An important challenge, in the medicinal chemistry field, is the research of novel forceful drugs to overcome tumor-acquired resistance. The c-Kit tyrosine kinase receptor (TKR) represents a suitable target for the carcinogenesis control of gastro-intestinal stromal (GIST), leukemia, and mastocytosis tumors; nevertheless, several hotspot mutations of the protein limit the efficacy of a few clinical administered TKRs inhibitors. In this study, a new in silico protocol based on ligand and structure-based combined method is proposed, with the aim to identify a set of new c-Kit inhibitors able to complex c-Kit mutated proteins. A recent and freely available web-server DRUDIT is used for the ligand-based method. The protocol application allows for identifying a new generation of potential TKR inhibitors, which, in silico, complex the V654A and T670I mutated proteins and potentially overcome resistant mutations (D816H). The structure-based analysis is performed by Induced Fit Docking (IFD) studies. The comparison between the explored ligands and well-known drugs highlights the possibility to overcome tumor-acquired resistance. The best-selected structures (630705 and SML1348) provide valuable binding affinities with the mutated c-Kit forms (respectively T670I and V654A).

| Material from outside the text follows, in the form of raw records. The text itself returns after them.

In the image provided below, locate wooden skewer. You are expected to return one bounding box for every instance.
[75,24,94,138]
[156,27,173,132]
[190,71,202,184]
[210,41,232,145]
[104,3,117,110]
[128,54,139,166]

在药物化学领域中，一项重要的挑战是研究新型有效药物以克服肿瘤获得性耐药。c-Kit酪氨酸激酶受体（TKR）代表了控制胃肠道间质（GIST），白血病和肥大细胞增多性肿瘤的致癌目标。然而，该蛋白质的几个热点突变限制了一些临床施用的TKRs抑制剂的功效。在这项研究中，提出了一种新的基于配体和基于结构的组合方法的计算机模拟方案，目的是确定一组能够使c-Kit突变蛋白复杂的新型c-Kit抑制剂。最新的和免费提供的Web服务器DRUDIT用于基于配体的方法。该协议应用程序可用于识别新一代潜在的TKR抑制剂，在计算机中，复杂化V654A和T670I突变蛋白并可能克服耐药性突变（D816H）。基于结构的分析是通过诱导拟合对接（IFD）研究进行的。探索的配体与知名药物之间的比较突出了克服肿瘤获得性耐药的可能性。最佳选择的结构（630705和SML1348）与突变的c-Kit形式（分别为T670I和V654A）提供了有价值的结合亲和力。